# how to install and access a security camera..need help



## anky (Jun 27, 2014)

hello friends,
the problem which i am going to ask may sound stupid, but this is what i need to do for now and want your help.
 I want to install a security camera/camera on my rooftop and access it's feeds on my laptop or TV(i have a smart tv of SONY, with wifi feature).
my house is of two floors and i will be using laptop/tv on the ground floor.
now, the IMO 
1.Camera should be wireless which can be turned off also, because that camera will not be used for whole day and night, it will be used only for some specific duration of time.
2.The area which camera will cover is dark..so if possible can camera have a led light or something or that have to be installed separately?

I also have a adsl modem + wifi router if it will help.

thanks in advance

- - - Updated - - -

mods pls put this post in appropriate section of its not...


----------



## anky (Jun 29, 2014)

bump.........


----------



## Vyom93 (Jun 29, 2014)

check out this ip CCTV cctv Home and Kitchen - HomeShop18.com


----------



## nancytrip (Jul 23, 2014)

You can self-install a professional security camera system.


----------



## AkshPatel (Jun 30, 2016)

CCTV Camera is not just the camera itself it is the combination of six components that is need to be setup for installing the cctv camera. Six components/items/equipments that should also be install to get the cctv camera working are

*Digital Video Recorder (DVR) stores video information
*Hard drive (to store Data/Video recording)
*CCTV cameras
*BNC Connector etc.
*Monitor (to view Video)
*Adapters (for supplying power to camera, DVR etc.)
hen all this six components are setup the cctv camera starts working

*A cctv camera kit normally comes with a*

1. Dvr
2. Cctv camera
3. Cords

*To install a cctv camera*

1.We need to ensure that we have all the six components needed to set up the whole cctv camera system i.e. the cameras, cords,dvr, adapters,storage device,monitor.
2.Find the appropriate place at your home where you think it covers the area you want to capture. It is advisable to use a camera where it covers the area of your front door and backdoor so you get to know the person entering and leaving your premises
3.After deciding the place of installing the camera you need to find a place to setup the monitor and dvr and create a connection from cameras to the monitor using the cords i.e. the connectors will connect the Dvr
4.Now installing i.e. fitting the camera in the decide place by screwing the screw into it
5.After the camera is installed and fitted at its place connect it with the power supply.
6.Make sure your monitor is connected to dvr and storage device,and all this device are connected to the camera and camera is connected t       to the power supply.
7.Once everything is connected cctv camera starts working.
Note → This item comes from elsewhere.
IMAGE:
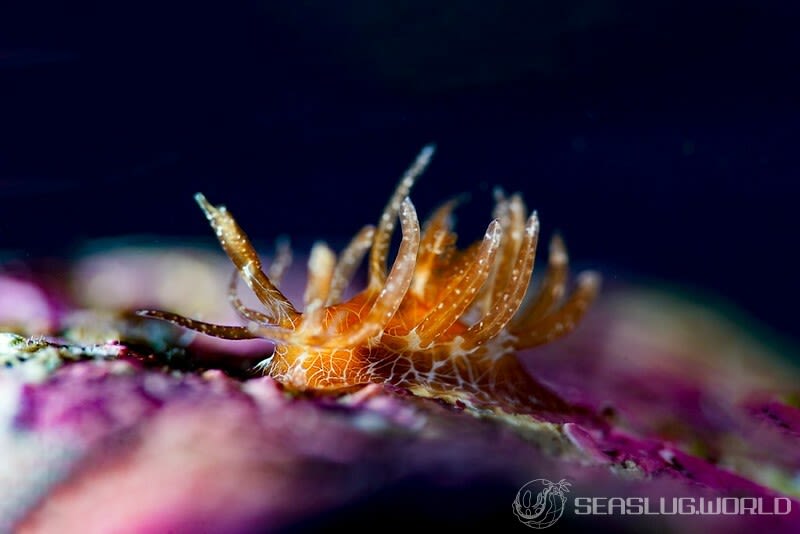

How to connect CCTV Camera's to the Monitor Using DVR - YouTube


----------



## Aaronjacobson (Sep 9, 2016)

AkshPatel said:


> CCTV Camera is not just the camera itself it is the combination of six components that is need to be setup for installing the cctv camera. Six components/items/equipments that should also be install to get the cctv camera working are
> 
> *Digital Video Recorder (DVR) stores video information
> *Hard drive (to store Data/Video recording)
> ...



Nice Information! DOn't know this will help to him or not but it's helpful to me thank you!


----------